The San Francisco chapter of the Imperial Court is still active today. Mama José died a few years ago, in 2013; a piece about her on the Imperial Court’s website notes that Mama José was “a proud openly gay Latino, drag queen, and one of the great iconic American pioneering political activists and leaders of the modern-day LGBT Civil Rights and Social Justice Movements, [who] gracefully and peacefully passed on from this life after a long battle with cancer at his home in Albuquerque, New Mexico, at 7:02 AM on Monday, August 19, 2013 in his 90th year blessing this earth.”
In 1996, San Jose was the site of one of the biggest upsets in American figure skating history when Rudy Galindo became the oldest male national champion of the modern era at age 26. Galindo was also the first openly gay figure skating champion, having come out before the competition began.
Galindo was raised in a trailer home in East San Jose with his sister Laura. He began figure skating at an early age and his career took off when he began skating pairs with Fremont native Kristi Yamaguchi. As a team Galindo and Yamaguchi won three U.S. national championships. However, after 1990 Yamaguchi retired from pairs competition to focus on individual skating.
The AIDS epidemic had a major impact on Galindo’s personal and professional lives. His and Yamaguchi’s first coach, Jim Hulick, died of AIDS in 1989. In 1994, Galindo lost both his brother George and another coach Rick Inglesi to AIDS.
Despite those hardships, Galindo won the men’s singles champion title in front of a hometown crowd as the U.S. Figure Skating Championships were held at the San Jose Arena on January 20th, 1996. In the competition, he was the only male competitor to land combination triple jumps. After his performance Rudy chanted the names Jess, George, Jim, and Rick, who had all helped him to achieve the victory.

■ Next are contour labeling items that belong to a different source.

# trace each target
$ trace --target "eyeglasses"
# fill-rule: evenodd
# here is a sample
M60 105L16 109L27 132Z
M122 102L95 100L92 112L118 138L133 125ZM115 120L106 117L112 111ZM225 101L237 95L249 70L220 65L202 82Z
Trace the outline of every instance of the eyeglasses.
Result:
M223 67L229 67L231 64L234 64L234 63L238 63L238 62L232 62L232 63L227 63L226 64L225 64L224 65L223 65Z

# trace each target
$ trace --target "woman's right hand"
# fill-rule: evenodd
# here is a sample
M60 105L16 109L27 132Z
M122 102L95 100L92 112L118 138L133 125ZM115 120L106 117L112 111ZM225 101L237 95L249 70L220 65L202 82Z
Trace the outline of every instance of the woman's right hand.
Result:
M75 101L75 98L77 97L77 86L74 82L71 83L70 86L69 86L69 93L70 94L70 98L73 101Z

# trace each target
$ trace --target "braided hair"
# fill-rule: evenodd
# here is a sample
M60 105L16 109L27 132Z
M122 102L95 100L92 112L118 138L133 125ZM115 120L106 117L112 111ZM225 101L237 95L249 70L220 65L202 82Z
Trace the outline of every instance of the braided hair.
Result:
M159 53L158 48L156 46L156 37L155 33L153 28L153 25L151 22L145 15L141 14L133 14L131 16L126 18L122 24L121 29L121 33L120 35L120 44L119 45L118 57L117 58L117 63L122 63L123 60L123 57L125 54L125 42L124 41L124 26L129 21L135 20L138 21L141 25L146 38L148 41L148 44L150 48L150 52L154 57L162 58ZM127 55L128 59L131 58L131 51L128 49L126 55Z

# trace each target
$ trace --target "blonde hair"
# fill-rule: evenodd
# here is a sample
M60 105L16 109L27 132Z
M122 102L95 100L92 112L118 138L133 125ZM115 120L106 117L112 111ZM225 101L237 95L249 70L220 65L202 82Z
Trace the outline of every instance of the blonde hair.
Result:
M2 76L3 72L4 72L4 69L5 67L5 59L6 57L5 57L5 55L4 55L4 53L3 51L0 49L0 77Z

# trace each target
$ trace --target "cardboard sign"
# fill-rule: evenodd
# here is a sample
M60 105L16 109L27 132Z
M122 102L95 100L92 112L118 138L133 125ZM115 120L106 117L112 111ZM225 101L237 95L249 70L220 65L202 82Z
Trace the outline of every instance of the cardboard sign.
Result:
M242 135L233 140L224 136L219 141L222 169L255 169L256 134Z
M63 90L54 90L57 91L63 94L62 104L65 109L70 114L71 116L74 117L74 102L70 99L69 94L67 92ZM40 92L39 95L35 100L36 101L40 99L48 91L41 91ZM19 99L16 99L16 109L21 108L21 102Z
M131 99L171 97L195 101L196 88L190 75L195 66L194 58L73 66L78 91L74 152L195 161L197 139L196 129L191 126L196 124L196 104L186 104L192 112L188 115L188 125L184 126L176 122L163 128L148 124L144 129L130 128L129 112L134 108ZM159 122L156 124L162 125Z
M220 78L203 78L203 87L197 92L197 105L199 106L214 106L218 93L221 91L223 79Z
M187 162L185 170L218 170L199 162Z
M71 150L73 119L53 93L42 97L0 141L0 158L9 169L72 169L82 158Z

His championship defied the norms of the U.S. Figure Skating Association. Galindo later said he feared being an out skater might lower his score because of some judge’s discomfort with his identity.
In 1997, he released his autobiography Icebreaker. Proceeds from the book were donated toward funding the expansion of the San Jose Public Library’s Biblioteca Latinoamericana.
In 2000, Galindo announced he was HIV positive.
Today, he coaches figure skating at Sharks Ice in San Jose. His students include Kristi Yamaguchi’s daughter.
He was inducted into the San Jose Sports Hall of Fame in 2011 and the U.S. Figure Skating Hall of Fame in 2013. He has set the path for numerous LGBT and HIV-positive athletes to be themselves.
Aguilar always urged family members to celebrate holidays together. He was a founding member of The Imperial AIDS Foundation, which provided hot meals, paid rent, prescriptions, and provided transportation to medical appointments for people living with AIDS . Ray Aguilar died due to complications from AIDS in February 1995.